Yields three 7" round foil pans 
  • 12 large dried Chinese black mushrooms
  • 4lbs "lo bak" (daikon or Chinese radish: please see photo to the right as these are not the usual radishes used in Western cuisine)
  • 1 tsp sugar
  • 3 Chinese sausages
  • 1 tbsp dried shrimp
  • 1 tbsp dried garlic
  • 3 cups rice flour
  • 1 cup corn starch
  • 3 tbsp wheat starch
  • 2 tsp salt
  • chicken broth (14.5oz can, 1/4-1/2 cup as needed, and 1/2 cup as needed)
  • optional garnish: sesame seeds
  • oyster sauce (for serving)
Prepare the dried Chinese black mushrooms in advance, as they take some time to rehydrate and soften. Place dried mushrooms in a large bowl and cover with hot water. Let soak until softened (about 20min), then cut off stems (can be discarded or saved for other use such as soup). Do not discard the water used to soak mushrooms as it now contains a deep mushroom flavor, and will be used later in this recipe. Transfer the mushrooms to a medium pot with 2 cups of water and bring to a boil, then reduce heat to low-med, cover, and let simmer for 45min until soft, checking often to ensure there is water left in the pot (add more water, 1/2 cup at a time, as needed). Remove from heat, uncover, and let cool.

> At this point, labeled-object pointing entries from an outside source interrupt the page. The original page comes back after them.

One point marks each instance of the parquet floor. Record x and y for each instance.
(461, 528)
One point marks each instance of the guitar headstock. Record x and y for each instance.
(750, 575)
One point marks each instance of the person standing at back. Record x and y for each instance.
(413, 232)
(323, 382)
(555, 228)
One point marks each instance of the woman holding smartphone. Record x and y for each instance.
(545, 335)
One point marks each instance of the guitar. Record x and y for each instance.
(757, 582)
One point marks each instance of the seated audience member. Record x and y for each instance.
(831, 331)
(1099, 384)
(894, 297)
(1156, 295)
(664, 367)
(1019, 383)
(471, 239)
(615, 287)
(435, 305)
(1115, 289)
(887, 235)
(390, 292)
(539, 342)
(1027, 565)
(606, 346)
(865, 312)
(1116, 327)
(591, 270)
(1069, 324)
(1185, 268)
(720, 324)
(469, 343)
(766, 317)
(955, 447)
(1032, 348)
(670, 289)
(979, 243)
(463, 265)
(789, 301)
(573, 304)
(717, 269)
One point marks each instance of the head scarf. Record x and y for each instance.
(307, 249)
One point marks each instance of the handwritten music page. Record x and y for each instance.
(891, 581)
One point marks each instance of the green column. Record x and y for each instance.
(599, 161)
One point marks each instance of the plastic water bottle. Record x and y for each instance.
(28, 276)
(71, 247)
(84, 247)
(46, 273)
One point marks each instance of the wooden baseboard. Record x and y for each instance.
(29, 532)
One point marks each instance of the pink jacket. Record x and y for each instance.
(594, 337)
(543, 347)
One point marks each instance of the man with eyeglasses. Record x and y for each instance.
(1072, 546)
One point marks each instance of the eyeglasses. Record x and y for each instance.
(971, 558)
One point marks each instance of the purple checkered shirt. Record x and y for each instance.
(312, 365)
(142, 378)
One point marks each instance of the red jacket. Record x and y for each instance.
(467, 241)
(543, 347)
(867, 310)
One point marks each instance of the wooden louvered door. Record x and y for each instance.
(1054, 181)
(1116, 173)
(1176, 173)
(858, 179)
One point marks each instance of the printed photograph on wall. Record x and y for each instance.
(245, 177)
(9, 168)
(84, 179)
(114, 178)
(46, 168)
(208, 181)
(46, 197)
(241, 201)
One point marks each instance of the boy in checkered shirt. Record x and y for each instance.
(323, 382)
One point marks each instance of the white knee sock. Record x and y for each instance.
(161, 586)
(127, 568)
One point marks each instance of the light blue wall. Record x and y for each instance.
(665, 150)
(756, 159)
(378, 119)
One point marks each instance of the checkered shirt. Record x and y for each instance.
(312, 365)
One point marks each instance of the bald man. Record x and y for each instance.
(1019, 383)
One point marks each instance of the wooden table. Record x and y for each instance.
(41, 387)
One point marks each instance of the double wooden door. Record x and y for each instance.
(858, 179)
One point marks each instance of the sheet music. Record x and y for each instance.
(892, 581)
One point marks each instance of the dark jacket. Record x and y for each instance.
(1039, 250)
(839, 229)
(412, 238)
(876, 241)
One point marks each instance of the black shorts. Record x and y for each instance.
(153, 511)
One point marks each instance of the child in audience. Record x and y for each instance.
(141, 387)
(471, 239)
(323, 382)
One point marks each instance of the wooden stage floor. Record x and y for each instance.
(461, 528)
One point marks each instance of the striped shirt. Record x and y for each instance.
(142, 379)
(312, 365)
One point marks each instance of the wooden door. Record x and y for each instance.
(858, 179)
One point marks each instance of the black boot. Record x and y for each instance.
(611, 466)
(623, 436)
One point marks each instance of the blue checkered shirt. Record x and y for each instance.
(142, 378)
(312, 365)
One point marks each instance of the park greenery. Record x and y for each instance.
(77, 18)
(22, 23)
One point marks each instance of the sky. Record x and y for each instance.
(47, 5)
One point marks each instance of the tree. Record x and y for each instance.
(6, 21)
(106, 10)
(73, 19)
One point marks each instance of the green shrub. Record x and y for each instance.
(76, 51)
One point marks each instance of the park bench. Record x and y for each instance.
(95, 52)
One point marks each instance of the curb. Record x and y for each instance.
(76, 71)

Peel diakon as you would a carrot, then slice into small strips about 2 inches long. In a large pot, bring 1 1/2 cups water and 1 tsp of sugar to a boil. Add sliced daikon to pot, reduce heat to medium, cover, and let cook until daikon appears transparent (pictured left). Stir occasionally, and top up with water, 1/2 a cup at a time, if none left in the pot. Once transparent and very little liquid remaining, leave daikon in pot, remove from heat and set aside.

Fine dice the Chinese sausage, cooled black mushroom and dried shrimp. Diced pieces should be small, about the size of your pinkie finger nail. 

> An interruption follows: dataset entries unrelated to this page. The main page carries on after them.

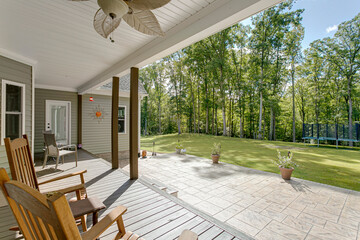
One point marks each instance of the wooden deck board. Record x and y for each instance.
(150, 214)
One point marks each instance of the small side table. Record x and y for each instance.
(86, 206)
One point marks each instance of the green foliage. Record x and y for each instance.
(326, 164)
(285, 161)
(216, 150)
(179, 146)
(255, 81)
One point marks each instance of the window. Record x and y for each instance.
(13, 110)
(122, 119)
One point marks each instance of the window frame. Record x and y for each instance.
(124, 119)
(3, 107)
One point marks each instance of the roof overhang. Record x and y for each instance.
(57, 37)
(214, 18)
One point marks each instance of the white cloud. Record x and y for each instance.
(331, 29)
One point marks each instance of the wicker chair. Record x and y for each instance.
(53, 150)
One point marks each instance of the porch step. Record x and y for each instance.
(162, 187)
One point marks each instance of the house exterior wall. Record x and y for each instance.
(97, 133)
(14, 71)
(41, 95)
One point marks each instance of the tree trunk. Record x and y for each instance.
(213, 118)
(198, 106)
(216, 121)
(159, 107)
(271, 123)
(224, 119)
(350, 111)
(293, 99)
(207, 108)
(260, 116)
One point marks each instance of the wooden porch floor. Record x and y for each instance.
(151, 213)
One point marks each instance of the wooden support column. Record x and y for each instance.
(79, 120)
(134, 123)
(114, 124)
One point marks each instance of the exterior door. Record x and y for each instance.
(58, 120)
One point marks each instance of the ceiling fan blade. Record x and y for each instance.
(103, 24)
(144, 21)
(146, 4)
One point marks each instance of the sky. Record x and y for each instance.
(321, 17)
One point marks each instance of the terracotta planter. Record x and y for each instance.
(286, 173)
(215, 158)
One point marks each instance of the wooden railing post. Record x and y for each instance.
(134, 123)
(114, 124)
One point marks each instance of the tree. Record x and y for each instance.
(293, 51)
(343, 50)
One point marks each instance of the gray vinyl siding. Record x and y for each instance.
(21, 73)
(97, 134)
(41, 95)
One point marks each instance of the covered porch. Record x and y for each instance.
(152, 213)
(56, 43)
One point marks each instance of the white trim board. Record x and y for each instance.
(3, 106)
(125, 120)
(56, 88)
(211, 19)
(68, 121)
(17, 57)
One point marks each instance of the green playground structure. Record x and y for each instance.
(335, 132)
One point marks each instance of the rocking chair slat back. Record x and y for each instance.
(50, 143)
(20, 161)
(38, 216)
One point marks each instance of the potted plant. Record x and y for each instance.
(286, 165)
(178, 148)
(215, 154)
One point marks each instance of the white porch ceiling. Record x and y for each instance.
(59, 36)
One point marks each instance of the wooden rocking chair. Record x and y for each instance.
(49, 217)
(22, 169)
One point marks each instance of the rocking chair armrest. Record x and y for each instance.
(105, 223)
(68, 146)
(70, 189)
(81, 173)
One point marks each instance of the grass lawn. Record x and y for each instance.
(337, 167)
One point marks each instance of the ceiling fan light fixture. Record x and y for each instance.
(114, 8)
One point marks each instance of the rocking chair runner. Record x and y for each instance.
(22, 169)
(41, 217)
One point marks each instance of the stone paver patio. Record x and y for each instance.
(259, 203)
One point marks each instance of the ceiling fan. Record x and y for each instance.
(136, 13)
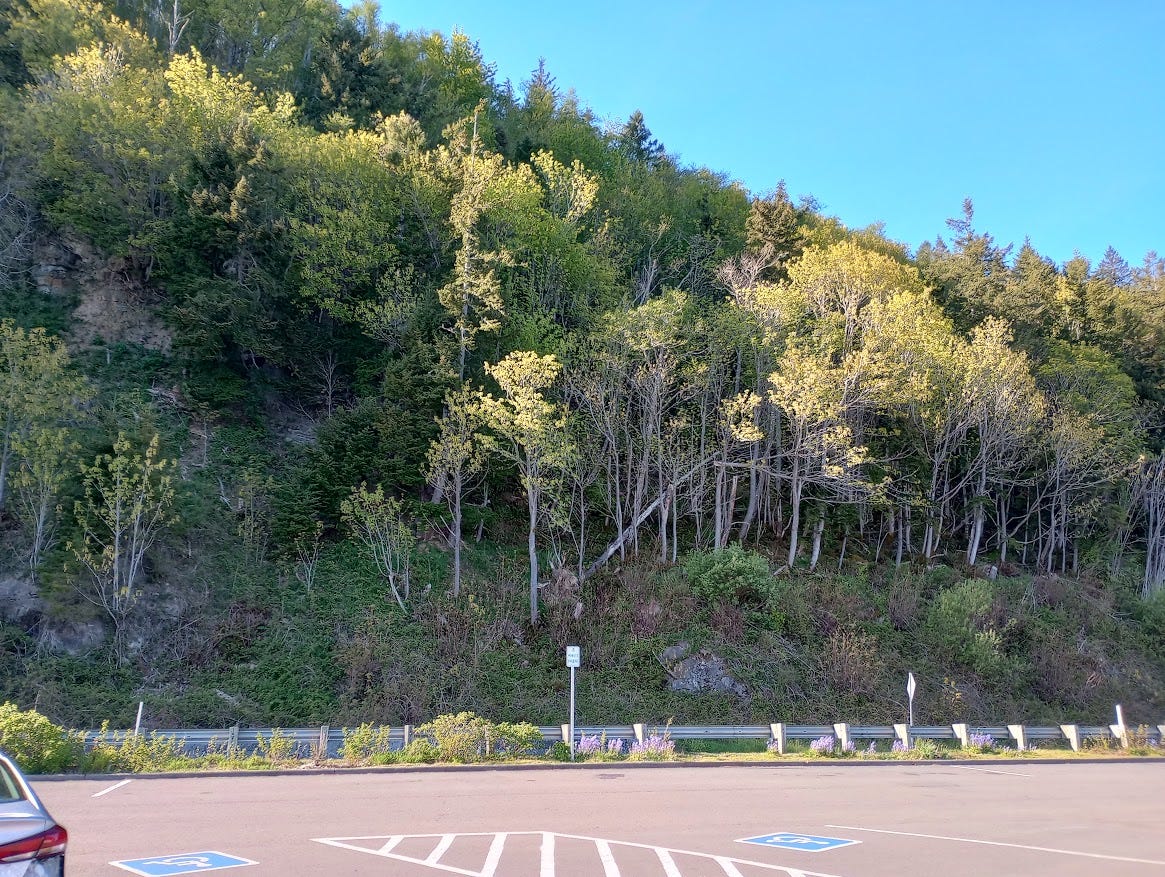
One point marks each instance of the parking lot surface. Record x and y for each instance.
(839, 819)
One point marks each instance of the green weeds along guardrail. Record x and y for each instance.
(466, 738)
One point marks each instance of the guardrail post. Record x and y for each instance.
(902, 733)
(1072, 731)
(1019, 735)
(1121, 731)
(961, 734)
(841, 731)
(777, 729)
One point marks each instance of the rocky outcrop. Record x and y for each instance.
(700, 672)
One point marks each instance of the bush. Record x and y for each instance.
(467, 737)
(277, 747)
(959, 626)
(128, 752)
(35, 743)
(418, 751)
(516, 738)
(366, 744)
(732, 574)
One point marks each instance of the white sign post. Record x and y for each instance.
(573, 660)
(911, 686)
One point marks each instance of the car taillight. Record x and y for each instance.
(40, 846)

Heat 1 tsp of olive oil in a medium non-stick pan over med-high. Add diced sausage, mushroom, dried shrimp, and dried garlic. Add a pinch of ground pepper, and stir fry til fragrant, about 8min. Remove from heat and set aside.

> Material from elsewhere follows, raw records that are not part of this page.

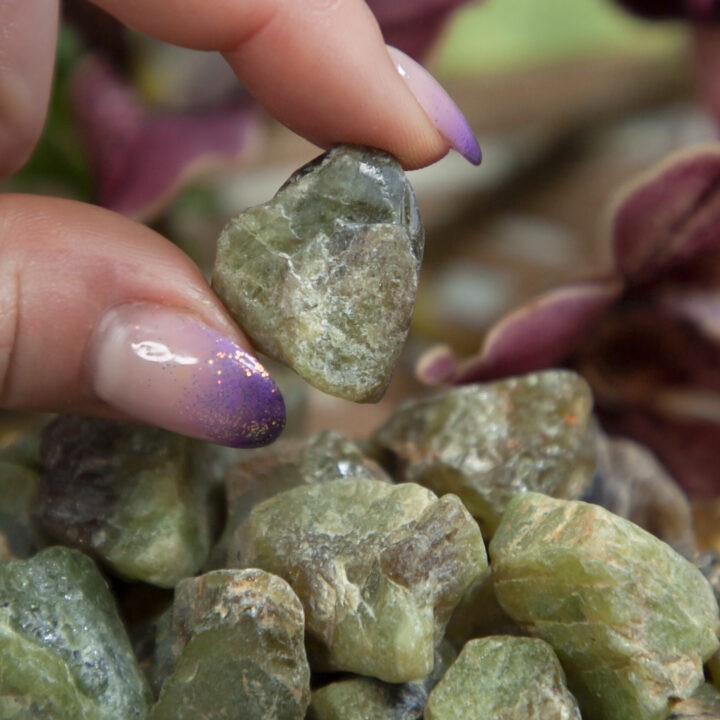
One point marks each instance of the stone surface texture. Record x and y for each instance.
(233, 648)
(323, 277)
(485, 443)
(362, 698)
(378, 568)
(513, 678)
(631, 620)
(323, 457)
(703, 705)
(18, 536)
(124, 494)
(630, 482)
(63, 650)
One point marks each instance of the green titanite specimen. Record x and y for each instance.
(18, 536)
(63, 650)
(513, 678)
(378, 568)
(631, 620)
(234, 649)
(362, 698)
(485, 443)
(632, 483)
(323, 277)
(323, 457)
(124, 494)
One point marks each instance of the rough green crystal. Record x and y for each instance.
(234, 649)
(703, 705)
(124, 494)
(479, 614)
(378, 568)
(632, 483)
(631, 620)
(63, 650)
(18, 535)
(323, 457)
(487, 442)
(362, 698)
(513, 678)
(324, 276)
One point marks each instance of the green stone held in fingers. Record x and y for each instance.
(323, 277)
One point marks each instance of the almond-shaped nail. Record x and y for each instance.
(438, 106)
(168, 368)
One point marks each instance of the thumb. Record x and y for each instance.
(100, 315)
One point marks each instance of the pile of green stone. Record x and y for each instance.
(455, 565)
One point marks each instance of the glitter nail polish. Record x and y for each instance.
(168, 368)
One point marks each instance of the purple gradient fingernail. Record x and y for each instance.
(438, 106)
(167, 368)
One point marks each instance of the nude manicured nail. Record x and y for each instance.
(167, 368)
(438, 106)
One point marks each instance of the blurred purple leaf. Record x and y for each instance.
(141, 157)
(412, 25)
(669, 217)
(648, 339)
(698, 10)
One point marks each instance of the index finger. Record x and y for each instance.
(320, 66)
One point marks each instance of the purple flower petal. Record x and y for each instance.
(539, 335)
(690, 450)
(699, 10)
(141, 158)
(412, 25)
(707, 66)
(437, 366)
(669, 217)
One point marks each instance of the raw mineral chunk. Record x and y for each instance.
(323, 457)
(124, 494)
(703, 705)
(324, 276)
(63, 650)
(487, 442)
(234, 649)
(18, 536)
(362, 698)
(479, 614)
(631, 620)
(378, 567)
(513, 678)
(630, 482)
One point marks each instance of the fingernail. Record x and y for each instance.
(167, 368)
(438, 106)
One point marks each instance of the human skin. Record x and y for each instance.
(74, 278)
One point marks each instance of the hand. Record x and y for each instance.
(100, 315)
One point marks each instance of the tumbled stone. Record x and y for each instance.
(323, 457)
(323, 277)
(630, 482)
(234, 649)
(125, 494)
(631, 620)
(513, 678)
(363, 698)
(378, 568)
(703, 705)
(487, 442)
(63, 650)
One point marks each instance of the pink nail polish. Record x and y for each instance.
(167, 368)
(438, 106)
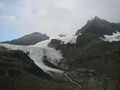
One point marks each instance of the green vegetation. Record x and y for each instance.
(18, 72)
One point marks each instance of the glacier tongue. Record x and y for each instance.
(37, 53)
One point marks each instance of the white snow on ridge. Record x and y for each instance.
(111, 38)
(64, 40)
(37, 53)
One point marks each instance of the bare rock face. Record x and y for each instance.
(30, 39)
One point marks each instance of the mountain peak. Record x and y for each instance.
(99, 27)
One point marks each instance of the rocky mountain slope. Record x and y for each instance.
(19, 72)
(93, 63)
(100, 27)
(30, 39)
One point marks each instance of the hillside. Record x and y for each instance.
(18, 72)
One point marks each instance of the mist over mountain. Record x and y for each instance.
(29, 39)
(85, 61)
(99, 27)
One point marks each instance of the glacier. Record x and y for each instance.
(37, 53)
(39, 50)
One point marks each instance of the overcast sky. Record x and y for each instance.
(20, 17)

In a large bowl, combine the rice flour, corn starch, wheat starch and salt. Stir. Add one can of chicken broth and stir til dry ingredients moistened. Add 1/2 cup of the reserved water used to soak mushrooms, and stir. Stir in an additional 1/4 to 1/2 cup chicken broth, as needed to mix well. Set aside. 

Reheat the pot of daikon, then remove from heat. Add stir-fried mixture of sausage, mushroom, dried shrimp and dried garlic to daikon. Stir. Add the flour mixture to the pot of daikon, stirring well to mix. Add up to another 1/2 cup of chicken broth, if consistency is too stiff to mix thoroughly. Stir well. 


Divide evenly between the three 7" foil pans, smoothing over the top to finish. Sprinkle sesame seeds over top. Steam using a large pot with steamer baskets, by filling the pot with just enough water not touch the steamer basket at the bottom. When placing the steamer baskets/pans inside the pot, make sure edges of pan do not touch the sides of the pot. Bring to a boil, then steam for one hour, or until the daikon cake sets and is firm to the touch. Replenish pot with boiling water if necessary during steaming. Once the daikon cake is set, carefully remove from steamer, and cool on rack for at least 1 hour. Cover and refrigerated for at least 3 hours, preferably overnight before preparing to eat. Stored properly in airtight containers, the steamed daikon cake keeps about a week and a half in the fridge. 


When ready to make for serving, loosen the sides of one pan by running a knife along the edge. Flip over into palm of one hand to unmold, then place right-side up onto cutting board. Slice into rough squares/rectangles about 1/2-inch in thickness. Heat a small amount of oil on a non-stick an over medium heat. Add sliced daikon cake to pan and cook 3-4 minutes each side, til golden brown. You may need to cook in batches depending on how many slices you can fit onto the pan (sliced daikon should only be placed single layer onto pan). Serve hot, with oyster sauce.